Branch Secretary :

Choppy waters for Social Housing Pension Scheme?

Unite briefing on Social Housing Pension Scheme



The housing trade press have reported concerns that choppy waters’ are ahead for the biggest pension scheme in the sector, the Social Housing Pension Scheme (SHPS).  Unite’s John Neal responds with this briefing.






The Social Housing Pension Scheme (SHPS) is the scheme of choice for the social housing sector with more than 500 housing organisations in it, providing pensions for more than 65,000 employees.




Why are Participating Employers leaving the SHPS?



Participating Employers are not generally leaving because of a concern over the long term viability of the scheme, but rather as a means of giving them greater control over being able to tailor their investment risk and pace of funding to suit their own preferences.



When Participating Employers leave does it have a negative effect on the SHPS?



In recent years there has been a number of bulk transfers and no doubt we will see more to come in the future. However, the SHPS has over 350 participating employers. The majority of these are Registered Providers with significant assets behind them. Each valuation an independent covenant assessment is undertaken and as part of this the covenant specialist measures flight risk. From this work, even if the strongest employers were to leave the covenant strength would still be assessed as low risk.




There are a great deal of small to medium sized Registered Providers in the Scheme where it just wouldn’t be cost effective for them to run their own stand-alone schemes, even if they had the wish to do so. Ultimately SHPS would just end up as a smaller Scheme but will still enjoy a low risk covenant. The amount of liability applicable to the higher risk employers in the Scheme is not material and in the unlikely event all the high risk employers were to become insolvent, although the remaining employers would pick up this liability it would not significantly weaken the covenant strength.



How is the status quo monitored and checked?



TPT (TPT) Retirement Solutions who help run the SHPS carries out an annual Financial Assessment exercise on all employers with a liability in the Scheme to constantly monitor the scheme strength and this will feed into the external covenant assessment for each valuation. TPT also meets regularly with the Regulator of Social Housing to discuss how they monitor and report on employers.
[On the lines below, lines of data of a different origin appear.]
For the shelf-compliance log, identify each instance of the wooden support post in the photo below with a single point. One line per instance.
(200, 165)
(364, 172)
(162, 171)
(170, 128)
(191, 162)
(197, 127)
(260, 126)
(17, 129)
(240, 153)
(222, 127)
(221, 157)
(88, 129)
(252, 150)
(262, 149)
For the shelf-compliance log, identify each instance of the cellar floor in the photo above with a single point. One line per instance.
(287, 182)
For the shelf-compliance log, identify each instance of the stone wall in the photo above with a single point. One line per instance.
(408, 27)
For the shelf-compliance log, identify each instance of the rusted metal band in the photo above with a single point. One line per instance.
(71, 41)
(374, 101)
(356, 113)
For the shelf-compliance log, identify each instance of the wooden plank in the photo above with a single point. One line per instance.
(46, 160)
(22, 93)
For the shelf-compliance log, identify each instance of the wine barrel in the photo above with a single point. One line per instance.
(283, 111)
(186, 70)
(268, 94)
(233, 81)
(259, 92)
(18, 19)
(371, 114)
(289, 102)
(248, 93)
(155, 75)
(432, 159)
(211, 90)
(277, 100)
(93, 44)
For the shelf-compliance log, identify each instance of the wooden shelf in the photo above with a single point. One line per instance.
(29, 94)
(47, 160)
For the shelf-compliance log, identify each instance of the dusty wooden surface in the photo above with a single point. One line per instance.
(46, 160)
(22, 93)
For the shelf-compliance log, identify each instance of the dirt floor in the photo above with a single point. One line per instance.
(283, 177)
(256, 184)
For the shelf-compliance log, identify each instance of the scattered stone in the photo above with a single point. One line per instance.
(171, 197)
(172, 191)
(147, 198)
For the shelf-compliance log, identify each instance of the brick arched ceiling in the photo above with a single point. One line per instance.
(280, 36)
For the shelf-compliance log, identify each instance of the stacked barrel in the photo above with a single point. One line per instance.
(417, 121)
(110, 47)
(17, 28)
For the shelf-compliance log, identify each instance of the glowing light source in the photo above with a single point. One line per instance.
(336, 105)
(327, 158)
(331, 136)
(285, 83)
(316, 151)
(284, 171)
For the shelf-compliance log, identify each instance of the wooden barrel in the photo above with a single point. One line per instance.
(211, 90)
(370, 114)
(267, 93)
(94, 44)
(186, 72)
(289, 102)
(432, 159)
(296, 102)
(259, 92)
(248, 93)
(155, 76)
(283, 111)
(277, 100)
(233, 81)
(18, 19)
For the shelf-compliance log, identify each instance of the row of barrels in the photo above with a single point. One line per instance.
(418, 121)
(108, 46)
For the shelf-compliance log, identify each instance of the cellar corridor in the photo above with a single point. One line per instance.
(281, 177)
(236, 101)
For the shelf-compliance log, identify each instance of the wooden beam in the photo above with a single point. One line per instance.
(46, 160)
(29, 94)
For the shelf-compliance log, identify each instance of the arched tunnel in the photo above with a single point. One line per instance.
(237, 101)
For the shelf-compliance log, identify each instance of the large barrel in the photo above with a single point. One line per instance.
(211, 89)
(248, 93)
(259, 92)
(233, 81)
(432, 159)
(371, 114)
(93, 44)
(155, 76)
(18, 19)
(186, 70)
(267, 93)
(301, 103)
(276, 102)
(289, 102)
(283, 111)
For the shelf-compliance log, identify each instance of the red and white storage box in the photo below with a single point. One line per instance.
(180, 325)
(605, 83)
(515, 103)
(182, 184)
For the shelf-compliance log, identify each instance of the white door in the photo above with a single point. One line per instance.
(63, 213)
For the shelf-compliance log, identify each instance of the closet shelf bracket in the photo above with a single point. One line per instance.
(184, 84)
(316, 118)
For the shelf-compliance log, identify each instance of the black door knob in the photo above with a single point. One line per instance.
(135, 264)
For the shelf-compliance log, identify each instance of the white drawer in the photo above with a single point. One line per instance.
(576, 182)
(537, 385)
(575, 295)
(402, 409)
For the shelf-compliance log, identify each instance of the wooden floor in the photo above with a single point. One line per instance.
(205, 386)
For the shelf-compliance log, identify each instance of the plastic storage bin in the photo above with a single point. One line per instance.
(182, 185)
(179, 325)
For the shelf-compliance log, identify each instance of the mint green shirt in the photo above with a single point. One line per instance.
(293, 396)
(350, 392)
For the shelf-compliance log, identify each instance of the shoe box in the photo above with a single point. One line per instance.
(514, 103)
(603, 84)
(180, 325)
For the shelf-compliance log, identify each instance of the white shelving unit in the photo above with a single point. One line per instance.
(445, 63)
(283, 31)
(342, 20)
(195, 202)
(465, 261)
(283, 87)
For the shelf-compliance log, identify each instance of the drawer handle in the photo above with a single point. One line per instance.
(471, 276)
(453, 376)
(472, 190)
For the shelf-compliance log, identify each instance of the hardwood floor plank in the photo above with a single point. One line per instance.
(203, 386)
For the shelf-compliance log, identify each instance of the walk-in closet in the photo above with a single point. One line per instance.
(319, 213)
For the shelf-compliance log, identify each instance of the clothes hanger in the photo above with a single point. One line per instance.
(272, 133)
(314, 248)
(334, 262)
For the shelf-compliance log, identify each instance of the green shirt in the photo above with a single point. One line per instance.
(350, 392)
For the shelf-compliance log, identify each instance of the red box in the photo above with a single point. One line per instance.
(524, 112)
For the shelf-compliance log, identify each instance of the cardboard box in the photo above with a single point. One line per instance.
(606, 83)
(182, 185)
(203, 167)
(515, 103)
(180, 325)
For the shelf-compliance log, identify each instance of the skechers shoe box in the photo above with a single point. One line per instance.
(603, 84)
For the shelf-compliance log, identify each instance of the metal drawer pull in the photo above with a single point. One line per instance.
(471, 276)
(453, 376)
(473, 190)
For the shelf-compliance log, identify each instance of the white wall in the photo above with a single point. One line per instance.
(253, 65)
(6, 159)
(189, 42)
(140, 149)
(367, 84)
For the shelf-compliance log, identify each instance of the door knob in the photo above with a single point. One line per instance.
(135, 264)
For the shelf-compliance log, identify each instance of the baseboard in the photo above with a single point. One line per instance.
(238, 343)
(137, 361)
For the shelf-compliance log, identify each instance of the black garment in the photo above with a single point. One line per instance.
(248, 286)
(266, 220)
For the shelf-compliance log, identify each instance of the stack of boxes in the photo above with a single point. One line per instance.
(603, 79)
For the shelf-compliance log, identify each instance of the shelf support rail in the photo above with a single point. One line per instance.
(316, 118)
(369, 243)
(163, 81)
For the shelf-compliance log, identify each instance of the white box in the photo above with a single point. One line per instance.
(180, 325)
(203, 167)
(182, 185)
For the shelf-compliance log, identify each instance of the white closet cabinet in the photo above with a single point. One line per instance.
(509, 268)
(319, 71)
This gives comfort that it is a heavily regulated sector, and any issues are highlighted and dealt with.



What is Unites view?



Obviously Unite would prefer for employers to remain in the SHPS.



However despite the recently announced bulk transfers (and the potential for a few more to come over the next 2 to 3 years), we still believe that SHPS will remain a very large scheme for the foreseeable future (with the economies of scale that brings) and will continue to enjoy a strong covenant.



The bulk transfers result in a minor loss to the economies of scale of SHPS. However, SHPS remains a very large and secure scheme. Even though the current SHPS funding deficit is significant, all employers are required to make good that deficit whether they ‘Leave’ or ‘Stay’. 



Leavers will not affect the overall covenant and future viability of the scheme. So Unite has no concerns over the long-term viability of the Scheme.